Primary multiple malignant tumors — polyneoplasia are currently among other oncological diseases more than 3% and there is no tendency to their reduction. The formation of independent malignant tumors in various organs occurs simultaneously (synchronously) — up to 6 months, or sequentially (metachronously) —for up to 10 years or more.
Due to the fact that the lungs are one of the organs most often affected by cancer, the probability of primary multiple tumors with their participation is high, making up more than 5% of the total number of patients with polyneoplasia according to I.K. Kim (1979).
According to the materials of pathoanatomical studies performed in persons older than 40 years, this indicator is even higher — 20—%.
Among various combinations of lung cancer with tumors of other localizations, a frequent lesion of the larynx, up to 1.5% of the number of patients with laryngeal cancer, was noted. Tumors of the gastrointestinal tract also occupy a prominent place. The pathogenesis of such polyneoplasia may be due to the common embryogenesis of these organs, which is formed from one germinal leaf. a particularly intense effect on these organs of oncogenic factors of the human environment, which has worsened in recent decades almost everywhere, cannot be ruled out.
The general tendency for an increase in the number of people with a “second” malignant tumor, as it was justifiably noted , can be explained by a significant prolongation of the life of cancer patients who underwent radical treatment in the past and are genetically predisposed to malignant neoplasms.
Morphological changes observed in malignant tumors with primary multiple lesions of the lungs and other internal organs are very diverse. Most often, such tumors by their histological structure belong to highly differentiated types, characterized by a relatively long period of local-regional development and slow growth without a tendency to invasion or wide metastasis. There is reason to believe that with primary multiple cancer and its undifferentiated structure, local, within the affected organ, tumor development for a long time resembles a benign process. Probably, in patients with polyneoplasia, peculiar features of the response of the body’s defenses to the growth of a malignant tumor are formed that inhibit and localize it.
True polyneoplasia, primary multiple lung cancer is not always easy to distinguish from hematogenous metastasis of the tumor in the internal organs.
Of particular difficulty in such a situation is the verification of the nature of the established blastomatous lesion of the lung with a diagnosed cancer of a different location — the stomach, kidney, adrenal gland, prostate gland, mammary gland, etc. Then an assumption usually arises of hematogenous metastasis of such a tumor into the lung.
Recognition of the features of the development of the pathological process in these cases can be helped by some criteria proposed by O. Goetze in 1913.
The most convincing sign confirming the primary
the multiplicity of tumor development in the lung and beyond, in another organ, is morphological — the differences in their histological structure.
It is also believed that the formation of several neoplasms in the lung at the same time, especially in the peripheral parts of the organ, is pathognomonic for extensive hematogenous dissemination into it of a primary tumor of a different localization. With a single rounded formation in the lung, hematogenous metastasis can sometimes be distinguished from the primary peripheral tumor by the absence of a characteristic retraction over it, a reaction of the visceral pleura. The absence of metastasis to the regional lymphatic collectors of the lung also characterizes the hematogenous dissemination of another primary tumor into it, but with some caution: “grandchild” lymphogenous metastases are sometimes probable. At the same time, for primary lung cancer with polyneoplasia, the defeat of regional lymphatic collectors is natural.
In 1975, N. Martini and M. Melamed, for the recognition of lung lesions with polyneoplasia and hematogenous metastasis in them of other primary tumors, suggested several characteristic signs.
So, it is recommended to take into account the inherent occurrence of primary multiple tumors in distant anatomical regions.
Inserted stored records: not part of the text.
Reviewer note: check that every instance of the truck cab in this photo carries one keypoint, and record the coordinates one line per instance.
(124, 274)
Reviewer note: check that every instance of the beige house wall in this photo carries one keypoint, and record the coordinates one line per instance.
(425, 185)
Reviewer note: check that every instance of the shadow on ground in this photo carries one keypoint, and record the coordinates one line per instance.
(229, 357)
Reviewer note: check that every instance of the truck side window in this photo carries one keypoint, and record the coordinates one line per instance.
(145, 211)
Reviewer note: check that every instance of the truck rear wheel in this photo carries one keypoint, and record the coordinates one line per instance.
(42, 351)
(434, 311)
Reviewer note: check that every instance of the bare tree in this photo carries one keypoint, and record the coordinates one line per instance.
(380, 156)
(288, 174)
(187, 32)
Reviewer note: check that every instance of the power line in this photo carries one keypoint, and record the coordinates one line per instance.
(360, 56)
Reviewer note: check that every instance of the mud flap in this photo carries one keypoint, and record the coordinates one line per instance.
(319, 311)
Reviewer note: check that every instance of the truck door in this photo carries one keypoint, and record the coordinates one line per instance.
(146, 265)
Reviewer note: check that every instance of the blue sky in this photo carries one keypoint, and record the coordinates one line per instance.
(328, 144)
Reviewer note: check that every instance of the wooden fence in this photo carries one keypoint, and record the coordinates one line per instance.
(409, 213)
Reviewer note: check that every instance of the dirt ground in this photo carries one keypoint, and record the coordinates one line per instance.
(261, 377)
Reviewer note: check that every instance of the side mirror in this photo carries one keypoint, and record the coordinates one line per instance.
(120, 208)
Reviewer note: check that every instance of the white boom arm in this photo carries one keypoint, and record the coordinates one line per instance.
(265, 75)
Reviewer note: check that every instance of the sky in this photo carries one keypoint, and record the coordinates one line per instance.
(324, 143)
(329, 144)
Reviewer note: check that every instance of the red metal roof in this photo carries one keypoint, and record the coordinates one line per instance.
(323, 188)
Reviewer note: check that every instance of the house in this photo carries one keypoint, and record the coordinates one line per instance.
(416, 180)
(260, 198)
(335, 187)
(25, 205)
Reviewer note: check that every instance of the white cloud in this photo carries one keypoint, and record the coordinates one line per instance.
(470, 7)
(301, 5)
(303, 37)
In this case, the location of each of the primary tumors outside the lymphatic outflow paths from the corresponding region should be evaluated, thereby excluding the likelihood of lymphogenous cancer spread.
With metachron primary multiple cancer, recognition of the second tumor can be helped by changes noted in the past in this organ that fit the definition of “precancer”, “carcinoma in situ”.
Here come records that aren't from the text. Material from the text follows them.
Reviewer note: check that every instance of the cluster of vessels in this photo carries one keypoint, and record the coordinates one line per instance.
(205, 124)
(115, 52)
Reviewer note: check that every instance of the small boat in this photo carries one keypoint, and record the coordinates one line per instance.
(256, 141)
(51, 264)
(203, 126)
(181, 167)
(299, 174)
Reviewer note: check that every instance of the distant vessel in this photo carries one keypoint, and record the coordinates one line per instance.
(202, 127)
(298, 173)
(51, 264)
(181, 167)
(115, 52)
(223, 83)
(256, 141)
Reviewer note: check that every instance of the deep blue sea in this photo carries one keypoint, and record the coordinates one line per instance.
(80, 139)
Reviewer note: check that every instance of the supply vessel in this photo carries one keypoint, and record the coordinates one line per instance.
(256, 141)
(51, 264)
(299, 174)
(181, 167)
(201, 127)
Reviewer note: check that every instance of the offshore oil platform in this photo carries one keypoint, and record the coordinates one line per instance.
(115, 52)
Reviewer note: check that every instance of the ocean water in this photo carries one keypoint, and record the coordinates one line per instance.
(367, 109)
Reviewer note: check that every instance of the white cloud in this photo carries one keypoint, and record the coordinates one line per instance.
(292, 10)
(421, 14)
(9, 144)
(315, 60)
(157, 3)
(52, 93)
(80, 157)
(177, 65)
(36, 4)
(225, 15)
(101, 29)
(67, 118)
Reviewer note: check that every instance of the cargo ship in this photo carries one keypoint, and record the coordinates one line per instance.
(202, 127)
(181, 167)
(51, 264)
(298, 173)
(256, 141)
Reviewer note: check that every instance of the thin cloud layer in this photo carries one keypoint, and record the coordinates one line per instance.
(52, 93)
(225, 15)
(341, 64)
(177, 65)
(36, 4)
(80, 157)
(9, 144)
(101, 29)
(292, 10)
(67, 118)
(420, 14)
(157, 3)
An important sign indicating secondary hematogenous metastasis to the lungs of a tumor of a different location, which almost completely eliminates the likelihood of developing primary multiple cancer, is the detection of similar pathological changes in other organs.
The desire to distinguish primary multiple cancer with a lung lesion from a primary cancer of a different location with hematogenous metastasis to the lung in terms of the establishment of pathological changes: in the first case, over two years, and in the second, up to two years, should be treated with caution. In a certain genotype of people predisposed to polyneoplasia, removal of one of the tumors can cause adverse changes in the immune system, leading to the activation, intensive growth and development of a second, latent tumor in the first years and even months after surgery.